I lost my post as the net went down here.
Orewell wrote Coming Up For Air about the regimentation of the corporate world with men coming out of suburban houses that looked the same wearing the same suit carring the same briefcase as like robots they all went for the train.
A song goes through my head about the book called Little Boxes where people live in houses full of Ticky Tack and they all look just the same.
Happy Solstice. I am watching the World Cup watching the oposite solstice in the southern hemisphere.
I haven’t read that Orwell book. Onto my ever growing list!
Right- the ticky tack song!
Blade Runner, THX-1138, Soylent Green, and the Terminator movies also represent visions of a dystopian future. Let’s hope society never devolves to *that* point. And if it does, at least we won’t be around to see it. Happy Summer Solstice! 🙂
Wow, how did I forget those? Blade Runner is one of my favorites!

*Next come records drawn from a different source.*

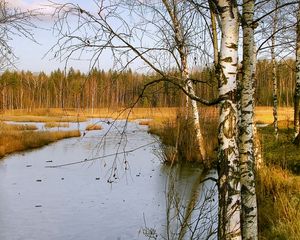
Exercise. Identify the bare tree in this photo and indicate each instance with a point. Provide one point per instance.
(246, 128)
(163, 37)
(229, 175)
(297, 88)
(13, 22)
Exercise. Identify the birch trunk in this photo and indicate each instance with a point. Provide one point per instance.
(297, 87)
(257, 145)
(274, 74)
(246, 133)
(229, 176)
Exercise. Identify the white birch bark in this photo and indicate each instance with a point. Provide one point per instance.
(229, 177)
(297, 87)
(257, 145)
(274, 73)
(246, 134)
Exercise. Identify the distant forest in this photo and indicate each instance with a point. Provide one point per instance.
(25, 90)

Blessings at the Solstice!
Very interesting speculations………………I wonder if you ever read “The Fifth Sacred Thing” by Starhawk? She postulates a future in which California is split into two societies, one a right wing Christian dystopia, the other a kind of ecological utopia.
Personally, I think so much of this preoccupation with dystopia (you see it constantly in the movies, always violent societies where everyone is shooting it out) reflects not the future, but what we have now. Just turn on the TV – we have a patriarchal culture obsessed with power over, dominance through force rather than consensus, and abuse of the earth, rather than concern with healing and preserving our resources. We’re already a “dystopia”, and the paradigm out there cannot envision a future in which people, when confronted with crisis and change, actually cooperate and communicate, rather than reverting to fascism and violence.
And yet………….history does demonstrate that there have been many societies that have done exactly that. In fact, civilization is a form of massive cooperation and creative collaboration. Violence and force aren’t really creative – they may blight and enforce, but people share, create, and sustain only from love………..
Sorry about the lecture……………………..
HAPPY SOLSTICE!
Good points, Lauren! I haven’t read that Starhawk book, but onto my list it goes.
I wonder, too, if the future is fluid or fixed. I’ve read many of those books, and you reminded me of some that were incredibly good, I thought. That Marge Piercy book I haven’t thought of in years but immediately remembered scenes from it when I saw the title. I might re-read it. Happy Summer! 🙂
I loved that Piercy book and have it o my re-read list!
Good post and happy Winter Solstice from Down-under.
Today is the shortest day of the year for us.
Well, happy shortest day of the year, Daz!